Sitting at the foothills of Great Smoky Mountains National Park, Knoxville, Tenn., is like the Little Engine That Could. It keeps chugging and chugging, offering more live music, fun outdoor activities and crazy good restaurants. The "Scruffy City," as locals call it, has a respect for historic architecture and continues to protect and preserve areas such as the vibrant downtown. Gone are the days when orange-and-white college football was its best offering; Knoxville has earned its own stripes and colors.
Marfa, Marfa, Marfa
A lot of people think there’s no reason to go anywhere in Texas except maybe Austin, Dallas, San Antonio … let alone West Texas. We’re here to enlighten you: Go to Marfa. You may recognize this sleepy kitschy dust bowl from “No Country for Old Men” or “There Will Be Blood.” It’s got a unique art scene, a film festival, a groovy resort called El Cosmico and less than 2,300 residents. About an hour and a half north of the Big Bend National Park, one of the most remote and overlooked parks on the NPS roster, Marfa is your stop for one last look at civilization. Or how civilization looked about 30 years ago, depending on one’s perspective.
What was founded as Camp Collins in 1864, Ft. Collins is home to Colorado State University and a burgeoning brewery scene. The college town has since attracted musicians, artists, hucksters, entrepreneurs and ski bums. All enjoy the town’s proximity to the majestic Rocky Mountain National Park and myriad outdoor activities such as mountain biking, hiking and rock climbing as well as music festivals and farmer’s markets.

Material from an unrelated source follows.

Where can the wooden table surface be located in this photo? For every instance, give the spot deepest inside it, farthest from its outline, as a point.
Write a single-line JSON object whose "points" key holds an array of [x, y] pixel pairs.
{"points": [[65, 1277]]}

Considered the gateway town to Joshua Tree National Park, Palm Springs oozes cool. Frank Sinatra put the sleepy desert town on the map and once shared the grooviest pad with Ava Gardner. Hey, you can even rent it should you have the bones, baby. It’s got great thrift store shopping, film festivals, MCM home tours and detox spas. The only thing you’ll want for is more time.
Located near the Smoky Mountains and at the Blue Ridge foothills, Asheville, N.C. is one of the hippest towns below the Mason-Dixon. The downtown and River Arts districts, outdoor activities and world-class cuisine attract thousands of new and repeat visitors each year. And of course, we’ll always have the Biltmore.